TIC-2, a TATA-less promoter-specific cofactor required together with TIC-1/3 for both basal and activated transcription from the TdT core promoter. (A) TIC-2 and TIC-1/3 are required for basal and activated transcription from the TATA-less TdT core promoter. Transcription from supercoiled TATA-less G5-TdT and TATA-containing G5-E1b promoters (80 fmol) was analyzed in system C, containing purified native TFIIA (Mono Q fraction), recombinant TFIIB, native TFIID (Mono S fraction), a four-column native TFIIE/F/H fraction, and pol II (see Materials and Methods). System C was used alone (lane 1) or complemented with either 2 μl of TIC-2 (HS) fraction (lane 2), 1 μl of TIC-1/3 (USA) (HS fraction; lane 3), or 3 pmol of Gal4-VP16 (lane 4) independently and in different combinations (lanes 5 to 8) as indicated. The bottom and middle panels are identical exposures (1×) of experiments run on the same gel. The upper panel is a fivefold-longer exposure (5×) of the middle panel. (B) Reduced TIC-2-dependent transcription from the TdT promoter by deletion of natural TdT downstream promoter sequences between +33 and +59. Transcription from the supercoiled Hsp, G5-TdT (−41 to +59), and G5-TdT+33 (−41 to +33) constructs was performed in the reconstituted system C complemented with Gal-VP16 and the TIC-1/3 (USA) fraction, in either the absence (−) or presence (+) of TIC-2 (HS) fraction as for panel A. (C) TIC-2 is a TATA-less promoter-specific cofactor.

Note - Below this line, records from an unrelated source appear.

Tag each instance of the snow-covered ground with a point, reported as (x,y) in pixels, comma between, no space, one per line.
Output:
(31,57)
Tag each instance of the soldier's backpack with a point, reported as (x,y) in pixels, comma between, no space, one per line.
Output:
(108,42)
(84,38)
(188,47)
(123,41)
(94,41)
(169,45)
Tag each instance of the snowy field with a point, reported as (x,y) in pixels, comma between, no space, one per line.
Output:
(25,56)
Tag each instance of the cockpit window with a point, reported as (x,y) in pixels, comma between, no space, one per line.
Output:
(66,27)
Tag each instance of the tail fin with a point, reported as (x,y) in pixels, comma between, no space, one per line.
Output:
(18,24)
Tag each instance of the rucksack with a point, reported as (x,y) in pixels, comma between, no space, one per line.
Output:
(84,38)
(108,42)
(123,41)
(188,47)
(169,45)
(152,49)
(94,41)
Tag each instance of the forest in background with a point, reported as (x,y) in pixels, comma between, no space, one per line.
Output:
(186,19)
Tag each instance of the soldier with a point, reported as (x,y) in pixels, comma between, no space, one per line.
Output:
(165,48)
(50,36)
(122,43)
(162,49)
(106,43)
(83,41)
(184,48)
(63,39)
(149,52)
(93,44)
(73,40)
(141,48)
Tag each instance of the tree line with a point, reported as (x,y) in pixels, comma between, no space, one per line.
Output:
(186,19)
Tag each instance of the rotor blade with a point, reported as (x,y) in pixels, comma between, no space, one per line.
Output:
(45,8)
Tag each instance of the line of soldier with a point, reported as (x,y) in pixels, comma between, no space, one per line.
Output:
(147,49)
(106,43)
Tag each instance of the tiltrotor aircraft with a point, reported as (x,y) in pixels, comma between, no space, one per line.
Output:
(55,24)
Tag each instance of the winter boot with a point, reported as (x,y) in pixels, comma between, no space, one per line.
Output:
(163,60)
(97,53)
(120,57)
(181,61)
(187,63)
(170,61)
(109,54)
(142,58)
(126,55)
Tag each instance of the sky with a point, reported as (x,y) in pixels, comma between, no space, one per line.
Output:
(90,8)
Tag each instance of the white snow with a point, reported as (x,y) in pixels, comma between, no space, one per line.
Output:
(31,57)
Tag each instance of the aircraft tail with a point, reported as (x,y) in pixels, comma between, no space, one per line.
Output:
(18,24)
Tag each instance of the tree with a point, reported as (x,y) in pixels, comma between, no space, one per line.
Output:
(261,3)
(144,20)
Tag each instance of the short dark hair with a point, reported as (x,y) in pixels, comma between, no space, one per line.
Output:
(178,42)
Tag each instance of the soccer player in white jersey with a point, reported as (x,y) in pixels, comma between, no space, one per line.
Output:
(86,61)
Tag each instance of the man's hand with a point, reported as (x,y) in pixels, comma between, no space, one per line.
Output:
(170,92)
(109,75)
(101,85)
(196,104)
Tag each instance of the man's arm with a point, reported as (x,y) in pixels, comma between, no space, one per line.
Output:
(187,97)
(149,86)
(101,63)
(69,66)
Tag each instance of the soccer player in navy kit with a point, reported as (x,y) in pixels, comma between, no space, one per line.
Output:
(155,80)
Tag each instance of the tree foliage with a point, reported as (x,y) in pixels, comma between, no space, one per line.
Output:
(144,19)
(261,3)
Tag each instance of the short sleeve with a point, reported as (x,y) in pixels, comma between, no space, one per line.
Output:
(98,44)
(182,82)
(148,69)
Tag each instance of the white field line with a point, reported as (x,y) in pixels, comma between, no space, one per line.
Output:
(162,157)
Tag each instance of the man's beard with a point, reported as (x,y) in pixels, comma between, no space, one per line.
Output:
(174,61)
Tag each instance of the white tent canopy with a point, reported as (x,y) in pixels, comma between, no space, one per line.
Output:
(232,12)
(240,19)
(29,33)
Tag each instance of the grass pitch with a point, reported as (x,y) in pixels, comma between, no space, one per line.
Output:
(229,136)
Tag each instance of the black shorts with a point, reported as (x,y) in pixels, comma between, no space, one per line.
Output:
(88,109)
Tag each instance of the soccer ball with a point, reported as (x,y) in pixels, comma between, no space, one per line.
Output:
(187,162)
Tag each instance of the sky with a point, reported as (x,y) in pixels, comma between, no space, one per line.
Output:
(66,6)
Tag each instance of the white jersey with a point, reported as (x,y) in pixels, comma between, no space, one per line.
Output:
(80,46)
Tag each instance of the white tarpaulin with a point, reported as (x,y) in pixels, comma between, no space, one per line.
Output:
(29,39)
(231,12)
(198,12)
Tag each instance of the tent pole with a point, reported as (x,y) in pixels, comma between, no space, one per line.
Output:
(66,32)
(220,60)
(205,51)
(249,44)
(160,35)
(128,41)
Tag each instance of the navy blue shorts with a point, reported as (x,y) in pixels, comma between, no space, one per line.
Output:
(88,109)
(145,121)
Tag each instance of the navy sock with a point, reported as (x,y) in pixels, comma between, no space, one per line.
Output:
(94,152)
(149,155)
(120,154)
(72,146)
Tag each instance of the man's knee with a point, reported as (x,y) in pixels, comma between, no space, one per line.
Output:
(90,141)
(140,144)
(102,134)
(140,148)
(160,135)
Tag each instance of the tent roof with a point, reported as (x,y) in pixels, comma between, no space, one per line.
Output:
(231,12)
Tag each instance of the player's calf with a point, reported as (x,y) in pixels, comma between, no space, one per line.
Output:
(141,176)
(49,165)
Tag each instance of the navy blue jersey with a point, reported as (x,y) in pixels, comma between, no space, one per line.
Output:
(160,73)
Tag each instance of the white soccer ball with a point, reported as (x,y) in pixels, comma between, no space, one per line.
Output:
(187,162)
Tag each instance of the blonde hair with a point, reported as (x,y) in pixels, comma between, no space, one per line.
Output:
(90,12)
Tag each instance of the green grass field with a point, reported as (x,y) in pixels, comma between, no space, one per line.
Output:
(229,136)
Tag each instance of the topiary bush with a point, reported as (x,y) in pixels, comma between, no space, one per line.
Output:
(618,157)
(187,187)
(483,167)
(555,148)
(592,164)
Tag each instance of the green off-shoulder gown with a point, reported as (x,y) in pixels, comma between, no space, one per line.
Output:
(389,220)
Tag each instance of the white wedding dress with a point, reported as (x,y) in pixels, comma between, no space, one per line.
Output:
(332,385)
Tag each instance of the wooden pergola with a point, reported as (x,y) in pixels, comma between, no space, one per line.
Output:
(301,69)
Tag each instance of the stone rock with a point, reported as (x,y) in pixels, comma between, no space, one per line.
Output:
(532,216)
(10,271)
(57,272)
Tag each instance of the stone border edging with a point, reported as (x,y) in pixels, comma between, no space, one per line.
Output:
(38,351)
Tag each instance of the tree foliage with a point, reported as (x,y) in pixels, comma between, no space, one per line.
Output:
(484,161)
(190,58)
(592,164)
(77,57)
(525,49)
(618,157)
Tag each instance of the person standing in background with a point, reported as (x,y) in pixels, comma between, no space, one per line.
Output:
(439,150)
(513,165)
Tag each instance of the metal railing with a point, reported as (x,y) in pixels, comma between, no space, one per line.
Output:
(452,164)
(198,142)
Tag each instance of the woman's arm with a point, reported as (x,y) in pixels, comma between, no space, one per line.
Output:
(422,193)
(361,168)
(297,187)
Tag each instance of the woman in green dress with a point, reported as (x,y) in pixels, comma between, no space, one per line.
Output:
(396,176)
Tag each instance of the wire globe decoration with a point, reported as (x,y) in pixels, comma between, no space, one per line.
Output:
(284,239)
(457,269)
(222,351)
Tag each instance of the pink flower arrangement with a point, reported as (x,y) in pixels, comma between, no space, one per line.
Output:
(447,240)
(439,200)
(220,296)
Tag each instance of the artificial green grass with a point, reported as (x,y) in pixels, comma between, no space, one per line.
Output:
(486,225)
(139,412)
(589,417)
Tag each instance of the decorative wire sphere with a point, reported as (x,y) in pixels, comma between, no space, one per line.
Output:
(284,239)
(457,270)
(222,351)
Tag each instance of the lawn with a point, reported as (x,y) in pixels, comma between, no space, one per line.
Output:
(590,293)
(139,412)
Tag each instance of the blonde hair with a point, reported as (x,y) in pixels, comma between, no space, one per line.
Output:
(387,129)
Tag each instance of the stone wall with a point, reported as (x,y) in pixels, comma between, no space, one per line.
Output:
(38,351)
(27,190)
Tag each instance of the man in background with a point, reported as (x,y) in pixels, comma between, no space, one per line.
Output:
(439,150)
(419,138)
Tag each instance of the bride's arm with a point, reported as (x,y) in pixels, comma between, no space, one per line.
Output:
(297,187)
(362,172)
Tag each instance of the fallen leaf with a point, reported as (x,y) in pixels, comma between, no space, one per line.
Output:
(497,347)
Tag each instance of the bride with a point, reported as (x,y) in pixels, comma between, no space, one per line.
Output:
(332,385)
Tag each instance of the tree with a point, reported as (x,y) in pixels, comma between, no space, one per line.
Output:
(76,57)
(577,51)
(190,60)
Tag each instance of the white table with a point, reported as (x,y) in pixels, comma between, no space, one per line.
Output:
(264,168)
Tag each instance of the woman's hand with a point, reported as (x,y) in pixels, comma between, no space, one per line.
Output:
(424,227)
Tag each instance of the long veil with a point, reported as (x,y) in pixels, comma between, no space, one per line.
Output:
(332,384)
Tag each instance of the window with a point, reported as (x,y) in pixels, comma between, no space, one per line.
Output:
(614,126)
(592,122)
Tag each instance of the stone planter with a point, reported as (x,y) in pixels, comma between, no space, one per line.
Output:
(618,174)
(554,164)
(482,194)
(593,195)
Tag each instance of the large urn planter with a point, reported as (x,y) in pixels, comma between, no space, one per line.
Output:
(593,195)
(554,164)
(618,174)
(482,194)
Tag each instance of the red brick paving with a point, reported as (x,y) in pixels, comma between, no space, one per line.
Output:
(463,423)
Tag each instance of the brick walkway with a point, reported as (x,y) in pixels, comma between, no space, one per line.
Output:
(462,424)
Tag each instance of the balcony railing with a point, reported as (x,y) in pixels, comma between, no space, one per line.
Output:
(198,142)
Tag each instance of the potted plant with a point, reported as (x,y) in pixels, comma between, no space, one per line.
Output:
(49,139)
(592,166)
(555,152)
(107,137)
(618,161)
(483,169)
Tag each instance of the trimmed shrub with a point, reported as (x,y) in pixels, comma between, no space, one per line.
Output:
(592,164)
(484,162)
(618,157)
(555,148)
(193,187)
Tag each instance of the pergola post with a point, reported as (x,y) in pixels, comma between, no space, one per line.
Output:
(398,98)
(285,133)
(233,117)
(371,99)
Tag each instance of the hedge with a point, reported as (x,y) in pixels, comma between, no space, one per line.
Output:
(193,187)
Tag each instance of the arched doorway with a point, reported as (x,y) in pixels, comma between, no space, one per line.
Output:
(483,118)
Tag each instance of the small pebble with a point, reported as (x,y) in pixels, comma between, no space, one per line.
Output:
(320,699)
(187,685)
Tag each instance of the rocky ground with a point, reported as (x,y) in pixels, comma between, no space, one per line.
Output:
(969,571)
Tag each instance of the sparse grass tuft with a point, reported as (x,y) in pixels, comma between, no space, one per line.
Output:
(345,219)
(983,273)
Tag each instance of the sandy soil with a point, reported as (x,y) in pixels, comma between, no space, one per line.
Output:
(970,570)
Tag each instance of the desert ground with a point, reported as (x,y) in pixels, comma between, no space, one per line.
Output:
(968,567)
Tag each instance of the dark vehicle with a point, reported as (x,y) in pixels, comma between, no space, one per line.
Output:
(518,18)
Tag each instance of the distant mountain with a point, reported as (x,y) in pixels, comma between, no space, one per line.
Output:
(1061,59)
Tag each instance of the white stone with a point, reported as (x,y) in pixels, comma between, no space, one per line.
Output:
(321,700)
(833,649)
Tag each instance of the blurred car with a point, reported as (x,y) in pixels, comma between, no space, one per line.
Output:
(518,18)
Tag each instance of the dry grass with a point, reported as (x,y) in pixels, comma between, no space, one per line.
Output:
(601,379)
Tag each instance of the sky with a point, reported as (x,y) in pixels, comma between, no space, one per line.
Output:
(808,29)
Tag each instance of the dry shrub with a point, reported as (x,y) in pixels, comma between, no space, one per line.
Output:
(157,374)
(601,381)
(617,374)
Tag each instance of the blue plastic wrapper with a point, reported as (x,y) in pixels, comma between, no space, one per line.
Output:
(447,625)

Transcription from the supercoiled TATA-less G5-β-Pol and G5-TdT+33 constructs and from the TATA-containing G5-INR⁻ and G5-INR⁺ promoters (see text) was analyzed in the absence (lane 1) and presence (lane 2) of TIC-2 (HS) fraction as for panel B. Positions of specifically initiated transcripts are indicated for each promoter.

FIG. 8

TFIIA is essential for both basal and activator-dependent transcription from a TIC- and TAF_II-dependent TATA-less core promoter. (A) Specific immunodepletion of TFIIA from nuclear extracts (NE) inhibits basal transcription from the TATA-less TdT promoter. Transcription from the supercoiled TdT core promoter (−41 to +59) either in a mock-depleted nuclear extract (mock; lane 1) or in a nuclear extract depleted of TFIIA with specific antibodies against TFIIA α/β-p55 subunit (7) (Δ TFIIA; lanes 2 and 3) was analyzed by primer extension; 1.5 μl of TFIIA (Mono Q fraction) was added to the TFIIA-depleted extract in lane 3. (B) TFIIA has a general function in activation and an essential core promoter-selective role in basal transcription from a TIC- and TAF_II-dependent TATA-less promoter. Transcription from the supercoiled TATA-less G5-TdT and TATA-containing G5-E1b promoters was analyzed as for panel A, in the complete system C (lanes 1 to 3) or in system C lacking TFIIA (lane 4) and in the presence (+) or absence (−) of Gal-VP16 activator, the TIC-1/3 (USA) fraction, and the TIC-2 (HS) fraction, as indicated.